Internationally wanted Libyan war crimes suspect Abdullah Senussi was arrested at Nouakchott airport.

Libya has confirmed that Muammar Gaddafi’s intelligence chief Abdullah Senussi was arrested in Mauritania, government spokesman Nasser al-Manee said.

“[Senussi] was arrested this morning in Nouakchott airport and there was a young man with him. We think it is his son,” Manee told a news conference on Saturday, adding that he was carrying a passport from Mali.

“Calls are under way by Libyan authorities to request his extradition,” Manee said.

The government “is ready to receive Abdullah Senussi and to detain him in a Libyan prison and to give him a fair trial in Libya,” he added.

Al Jazeera’s Mohammed Fadel, reporting from the Mauritanian capital Nouakchott, said Senussi arrived on an Air Morocco flight from Casablanca on a forged Malian passport and is now under police interrogation in Mauritania.

“In a short, brief statement, the authorities did not give any more information on Senussi. No one knows exactly how the authorities are going to co-operate with Libya or the ICC [International Criminal Court], mostly because Senussi has not been charged with any crime in Mauritania,” our correspondent said.

‘War crimes’

Senussi was the right-hand man and brother-in-law of Gaddafi, who was deposed from power and eventually killed in a nine-month uprising against his decades-long rule last year.

The 62-year-old spy chief, along with Gaddafi and his son Saif al-Islam, was indicted on suspicion of war crimes by the International Criminal Court last June and his whereabouts has been unknown since Tripoli, Libya’s capital, fell to rebel forces last August.

The ICC indictment accuses Senussi of being an “indirect perpetrator of crimes against humanity of murder and persecution based on political grounds” committed in the eastern city and rebel stronghold of Benghazi.

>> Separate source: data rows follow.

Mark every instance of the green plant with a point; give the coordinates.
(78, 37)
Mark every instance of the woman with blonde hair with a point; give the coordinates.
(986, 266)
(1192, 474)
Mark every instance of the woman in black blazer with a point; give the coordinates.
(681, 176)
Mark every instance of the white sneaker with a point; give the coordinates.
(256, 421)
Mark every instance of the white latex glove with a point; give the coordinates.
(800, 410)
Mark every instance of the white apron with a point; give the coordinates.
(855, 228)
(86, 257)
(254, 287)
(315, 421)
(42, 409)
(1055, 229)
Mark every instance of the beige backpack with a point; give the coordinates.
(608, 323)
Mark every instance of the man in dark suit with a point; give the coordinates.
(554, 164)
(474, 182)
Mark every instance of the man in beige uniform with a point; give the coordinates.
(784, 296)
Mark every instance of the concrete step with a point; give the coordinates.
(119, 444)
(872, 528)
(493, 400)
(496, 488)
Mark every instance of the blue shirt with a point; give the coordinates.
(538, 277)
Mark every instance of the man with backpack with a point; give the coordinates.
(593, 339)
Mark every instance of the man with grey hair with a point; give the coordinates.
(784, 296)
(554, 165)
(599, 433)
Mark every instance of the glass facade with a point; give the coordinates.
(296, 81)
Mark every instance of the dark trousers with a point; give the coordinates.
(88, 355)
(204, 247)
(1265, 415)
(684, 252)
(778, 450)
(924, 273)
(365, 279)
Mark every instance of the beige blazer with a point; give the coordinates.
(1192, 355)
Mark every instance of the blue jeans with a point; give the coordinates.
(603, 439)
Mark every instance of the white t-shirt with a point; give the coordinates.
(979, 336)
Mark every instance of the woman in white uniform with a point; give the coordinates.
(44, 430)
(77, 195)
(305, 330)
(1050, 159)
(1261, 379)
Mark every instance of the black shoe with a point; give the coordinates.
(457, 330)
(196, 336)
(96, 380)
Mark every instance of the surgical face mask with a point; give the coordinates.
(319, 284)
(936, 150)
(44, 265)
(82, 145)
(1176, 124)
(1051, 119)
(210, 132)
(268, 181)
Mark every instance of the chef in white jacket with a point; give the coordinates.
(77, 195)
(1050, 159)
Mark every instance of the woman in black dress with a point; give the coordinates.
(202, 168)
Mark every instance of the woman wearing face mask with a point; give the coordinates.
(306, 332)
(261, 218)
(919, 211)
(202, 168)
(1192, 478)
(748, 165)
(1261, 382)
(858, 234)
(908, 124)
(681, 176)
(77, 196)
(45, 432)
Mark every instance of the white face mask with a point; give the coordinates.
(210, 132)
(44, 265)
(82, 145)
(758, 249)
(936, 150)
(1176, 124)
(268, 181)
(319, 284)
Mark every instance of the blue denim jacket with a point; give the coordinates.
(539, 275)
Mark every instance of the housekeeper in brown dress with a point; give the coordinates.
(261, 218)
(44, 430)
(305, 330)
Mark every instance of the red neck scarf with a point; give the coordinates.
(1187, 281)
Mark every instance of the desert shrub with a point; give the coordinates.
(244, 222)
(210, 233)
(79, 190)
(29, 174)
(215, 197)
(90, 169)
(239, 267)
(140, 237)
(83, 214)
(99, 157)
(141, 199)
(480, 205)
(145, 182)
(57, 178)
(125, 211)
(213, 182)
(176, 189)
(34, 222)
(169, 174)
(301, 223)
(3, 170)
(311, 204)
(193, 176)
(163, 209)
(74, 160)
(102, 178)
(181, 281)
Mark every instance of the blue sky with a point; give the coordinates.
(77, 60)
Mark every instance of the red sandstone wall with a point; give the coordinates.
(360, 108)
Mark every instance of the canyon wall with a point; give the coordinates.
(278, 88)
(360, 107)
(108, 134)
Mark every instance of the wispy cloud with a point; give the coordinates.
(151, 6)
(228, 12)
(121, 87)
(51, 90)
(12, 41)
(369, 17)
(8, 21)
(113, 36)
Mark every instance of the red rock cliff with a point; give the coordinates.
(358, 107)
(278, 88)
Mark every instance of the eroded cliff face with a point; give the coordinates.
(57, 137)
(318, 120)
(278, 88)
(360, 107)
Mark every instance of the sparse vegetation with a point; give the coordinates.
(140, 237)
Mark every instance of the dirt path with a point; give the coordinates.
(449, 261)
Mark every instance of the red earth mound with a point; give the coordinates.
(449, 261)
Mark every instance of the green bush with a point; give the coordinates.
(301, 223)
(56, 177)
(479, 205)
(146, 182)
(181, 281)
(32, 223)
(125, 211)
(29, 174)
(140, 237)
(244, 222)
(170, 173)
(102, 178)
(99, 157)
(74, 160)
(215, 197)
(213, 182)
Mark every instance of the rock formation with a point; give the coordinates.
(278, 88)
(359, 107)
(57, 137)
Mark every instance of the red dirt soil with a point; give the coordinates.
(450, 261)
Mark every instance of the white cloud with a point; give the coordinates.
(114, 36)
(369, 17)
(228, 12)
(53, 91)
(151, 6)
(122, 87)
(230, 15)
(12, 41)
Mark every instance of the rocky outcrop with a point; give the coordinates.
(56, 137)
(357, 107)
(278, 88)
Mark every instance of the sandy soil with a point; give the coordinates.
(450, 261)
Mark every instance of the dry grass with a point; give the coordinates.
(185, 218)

Al Jazeera’s Nicole Johnston, reporting from Tripoli, said Libya’s National Transitional Council (NTC) had made an official request to Mauritania to have him deported back to Libya.

“They want him to face Libyan justice in Tripoli. [The NTC] has not heard back, and it should be pointed out that Mauritania is not a signatory to [ICC extradition laws],” our correspondent said.

“For some 40 years he was leader of intelligence forces here in Libya, and one thing he is known for is the massacre of some 1,200 political prisoners in Abu Salim prison.”

Security sources in Niger and Mali said in October that Senussi and several of his men passed through their territory.

A month later, Libya’s new government erroneously announced his arrest but no pictures of Senussi have been released since then.

Senussi was also one of six Libyans convicted in absentia and sentenced to life in prison in France for the 1989 bombing of a French passenger over Niger that killed all 170 people on board.

The French government had previously asked that he be handed over to France.